Differentiation is a powerful tool in calculus and can be used for optimization.For example, if you were trying to maximize the volume of a box with a given surface area, you would easily be able to find the appropriate dimensions using optimization.
- Analogies—Analogies, as mentioned above, are extended comparisons. You compare your technical topic to something very familiar (for example, a computer to a typewriter—although how familiar is the typewriter any more?).
The influenza A virus particle or virion is 80–120 nm in diameter and usually roughly spherical, although filamentous forms can occur.In appearance, a flu virus somewhat resembles the medieval mace—a ball of iron studded with spikes. These spikes are two surface proteins called hemagglutinin (HA) and neuraminidase (NA).

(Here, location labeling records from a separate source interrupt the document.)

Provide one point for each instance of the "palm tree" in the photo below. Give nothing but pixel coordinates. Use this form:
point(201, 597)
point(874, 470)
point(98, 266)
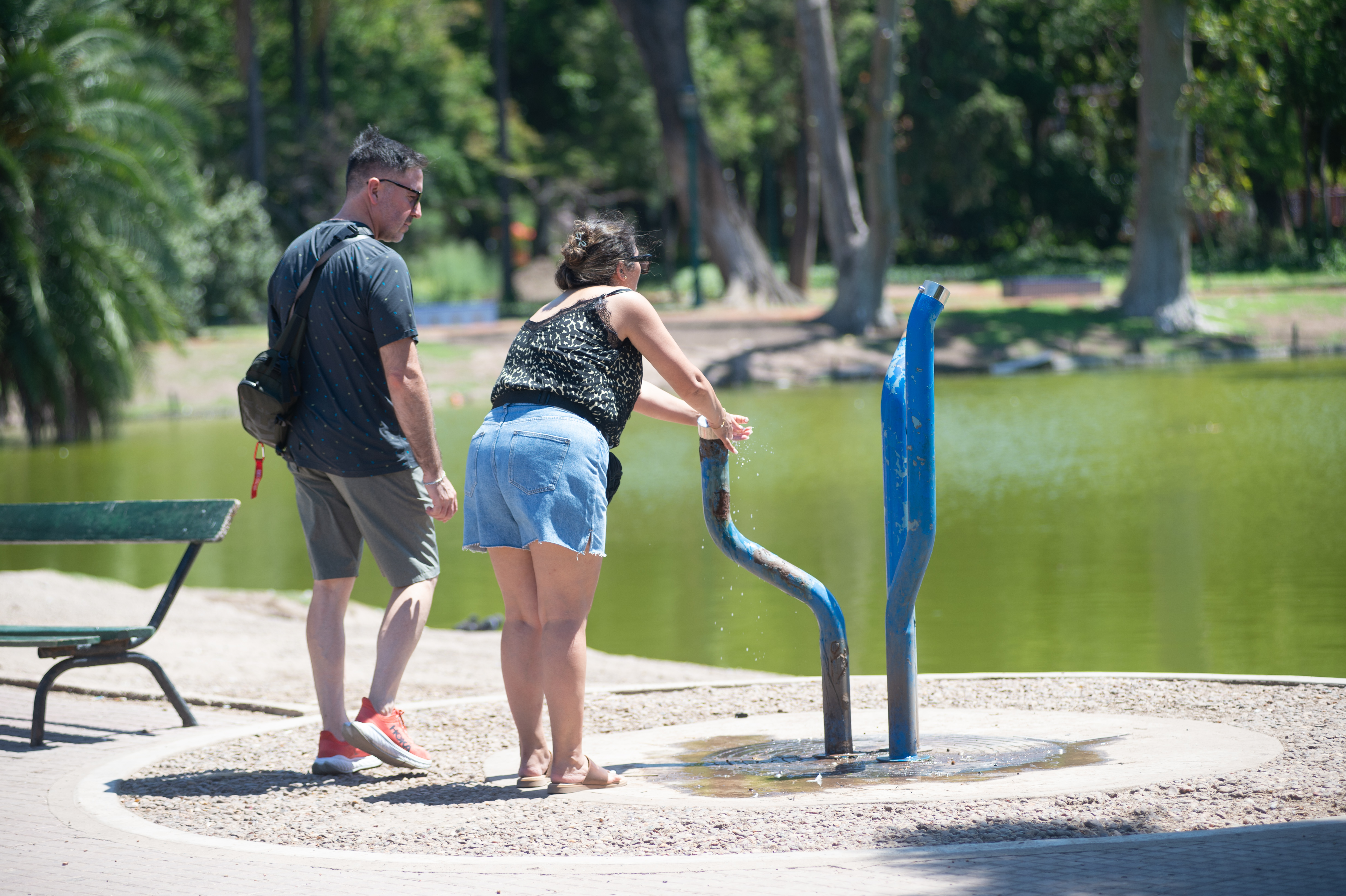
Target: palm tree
point(98, 193)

- Restatement—For on-the-spot clarification of technical ideas, you can use the "in other words" technique. For example:
The integral (the product of integration) is a mathematical object that can be interpreted as the area under a function.In other words, the integral is the limit of the summation of infinitesimal pieces of area under the function which is being integrated.

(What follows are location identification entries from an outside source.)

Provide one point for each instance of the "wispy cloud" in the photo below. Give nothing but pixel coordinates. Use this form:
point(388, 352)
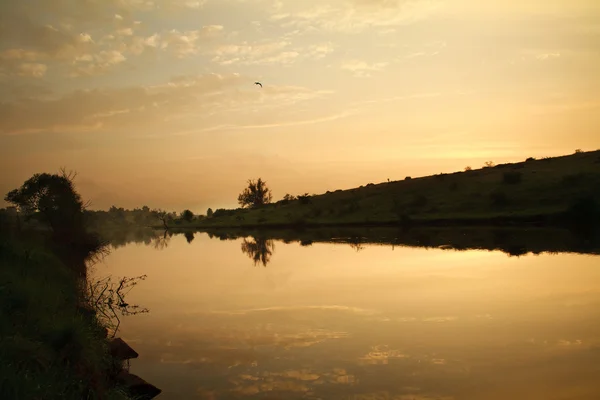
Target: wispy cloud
point(352, 16)
point(363, 69)
point(233, 127)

- Historical background—Can you discuss the history, people, events related to your topic? Would this discussion help readers better understand your discussion or help you better achieve your writing purpose?
Lysergic acid diethylamide is categorized as a typical hallucinogen and causes effects similar to mescaline, psilocybin (psychedelic mushrooms) and ibogaine.It was first accidentally synthesized in 1948 and was manufactured from lysergic acid, which is found in a fungus that grows on rye and various grains called ergot.
But see the indented paragraph under Location within category for an example that also functions as historical background.
- Content based on typical reports—One other way to brainstorm about the contents of a report is to review the typical contents of the type of report you are writing. For example, if you are writing a laboratory report, there are certain expected contents—make sure you've included them, or at least the ones that apply.
- Additive content—All of the content types you've seen above involve some specific logical relationship between what precedes and what follows. Additive logic involves a far looser logic. For example, if you are discussing the planet Neptune, you can discuss its distance from Earth, then its size, then its orbital chracteristics. There is no logic connecting distance, size, and oribit other than their relationship to Neptune. Using more additive detail means adding more of this kind of content—for example, Neptune's albedo.
Neptune is the eighth and outermost planet in our solar system.It is the fourth-largest planet by diameter and the third-largest by mass.
The planet is named after the Roman god of the sea.